Critics of the study argue it wasn’t peer-reviewed and that it wasn’t affiliated with the medical staff at Johns Hopkins. But the authors’ economics-based findings were interesting nonetheless and worthy of report since they’re based on thousands of other studies. That alone should provide some credence.

The blackout of this story further proves what conservatives have been saying for decades: the narrative-driven liberal media clamps down on anything that goes against their entrenched narrative, which, when you boil it down, is that Democrats are good and Republicans are bad. The media’s brutal, cynical treatment of former President Trump and their groupthink, eerily lockstep, Pravda-like echoing of whatever Democrat leaders call for regarding COVID has made it clear what side the media is on. Hint, it’s not the sincerely curious, truth-seeking public’s.

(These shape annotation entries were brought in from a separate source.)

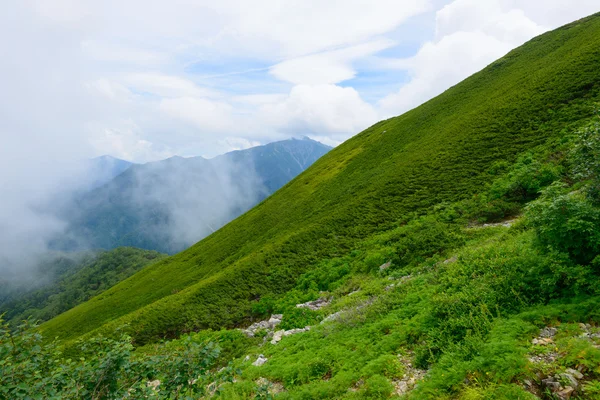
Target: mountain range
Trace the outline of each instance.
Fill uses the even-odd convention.
[[[4,329],[0,390],[597,399],[598,104],[594,14],[358,133],[268,197],[283,184],[265,178],[271,162],[299,171],[311,150],[131,166],[79,200],[75,221],[93,229],[73,236],[115,240],[111,219],[208,236],[34,331]],[[195,214],[210,196],[226,204]],[[42,347],[53,339],[58,352]]]
[[[96,159],[97,171],[116,176],[66,207],[61,217],[68,221],[67,232],[52,247],[181,251],[277,191],[329,150],[304,138],[210,160],[172,157],[131,164]]]

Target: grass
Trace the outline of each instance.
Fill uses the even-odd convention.
[[[260,299],[281,297],[324,260],[343,259],[361,243],[400,229],[436,205],[469,201],[490,180],[490,169],[498,161],[511,165],[528,150],[560,144],[592,117],[599,100],[600,15],[594,15],[535,38],[422,106],[375,124],[216,233],[59,315],[40,331],[73,340],[128,324],[134,342],[142,345],[247,323]],[[423,233],[429,234],[437,240],[436,232]],[[531,240],[527,234],[519,237]],[[410,239],[404,246],[410,247]],[[518,243],[512,246],[520,249]],[[493,253],[494,246],[487,251]],[[486,257],[495,257],[492,253]],[[407,251],[398,255],[406,266],[429,256]],[[477,266],[476,255],[464,257],[475,264],[461,267],[484,267]],[[484,297],[481,305],[490,312],[494,304],[517,309],[521,300],[511,295],[509,286],[522,272],[518,260],[510,254],[497,257],[505,257],[504,280],[475,269],[456,277],[449,274],[437,285],[451,289],[469,274],[481,274],[485,284],[472,290],[485,295],[491,282],[497,290],[493,296],[506,302],[490,298],[488,304]],[[535,254],[531,257],[537,262]],[[398,306],[397,312],[414,309],[411,301],[430,290],[412,294],[399,303],[406,309]],[[451,290],[438,293],[434,304],[438,317],[448,320],[448,326],[439,328],[442,332],[466,332],[467,322],[450,316],[472,304],[461,304],[460,294]],[[427,318],[416,313],[406,322],[409,327],[427,326]],[[372,329],[381,326],[385,323]],[[401,335],[422,333],[409,330]],[[445,345],[417,349],[418,357],[435,356]],[[307,371],[298,379],[311,382],[311,374]],[[350,378],[339,379],[344,386]]]

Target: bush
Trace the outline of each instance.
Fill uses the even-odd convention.
[[[578,132],[571,151],[573,176],[588,181],[587,192],[594,202],[600,202],[600,122]]]
[[[11,332],[0,319],[0,398],[178,398],[203,395],[209,368],[219,355],[212,343],[181,341],[178,352],[137,356],[131,338],[97,337],[80,343],[81,357],[66,359],[56,344],[44,344],[29,322]],[[232,378],[225,368],[211,380]],[[158,380],[156,387],[150,381]]]
[[[560,175],[559,168],[541,163],[531,153],[519,158],[512,170],[497,179],[490,188],[492,199],[507,199],[525,203],[535,199],[540,190],[554,182]]]
[[[591,263],[600,253],[600,209],[579,192],[556,183],[526,208],[540,243],[568,253],[576,262]]]

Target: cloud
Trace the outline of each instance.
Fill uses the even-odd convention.
[[[456,0],[436,13],[434,40],[413,57],[385,60],[410,80],[378,105],[386,116],[408,111],[545,30],[501,0]]]
[[[232,107],[227,103],[198,97],[163,99],[160,110],[174,118],[193,124],[201,131],[220,133],[233,129]]]
[[[340,50],[286,60],[272,66],[269,72],[277,79],[294,84],[338,83],[356,75],[356,70],[352,68],[354,61],[378,53],[392,45],[391,40],[379,39]]]
[[[261,107],[259,119],[287,132],[348,138],[377,121],[356,90],[336,85],[297,85],[281,102]]]
[[[70,189],[79,159],[215,156],[302,135],[338,144],[598,8],[597,0],[7,2],[0,257],[41,252],[63,229],[39,203]],[[373,79],[387,93],[365,94]]]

To me, the near-complete ignoring of this study is just another clear indication that legacy media is doing something wrong. But their pride in staying the “narrative” course no matter the evidence and how they look in their colleagues’ eyes seems to motivate and guide them, rather than truth and objectivity or, as is often the case, simply providing a variety of viewpoints when we’re not really sure what the “truth” is.Sadly, our current crop of news leaders seems incapable of delivering the cold, hard news as their forebears dispassionately did. And that closed-mindedness can only end in legacy media’s continued disintegration and the further rise of citizen-based journalism, which I don’t necessarily think is a better solution. A return to unbiased news and turning away from cheerleading, sticking to a long-held narrative and cherry-picking stories is the only way forward.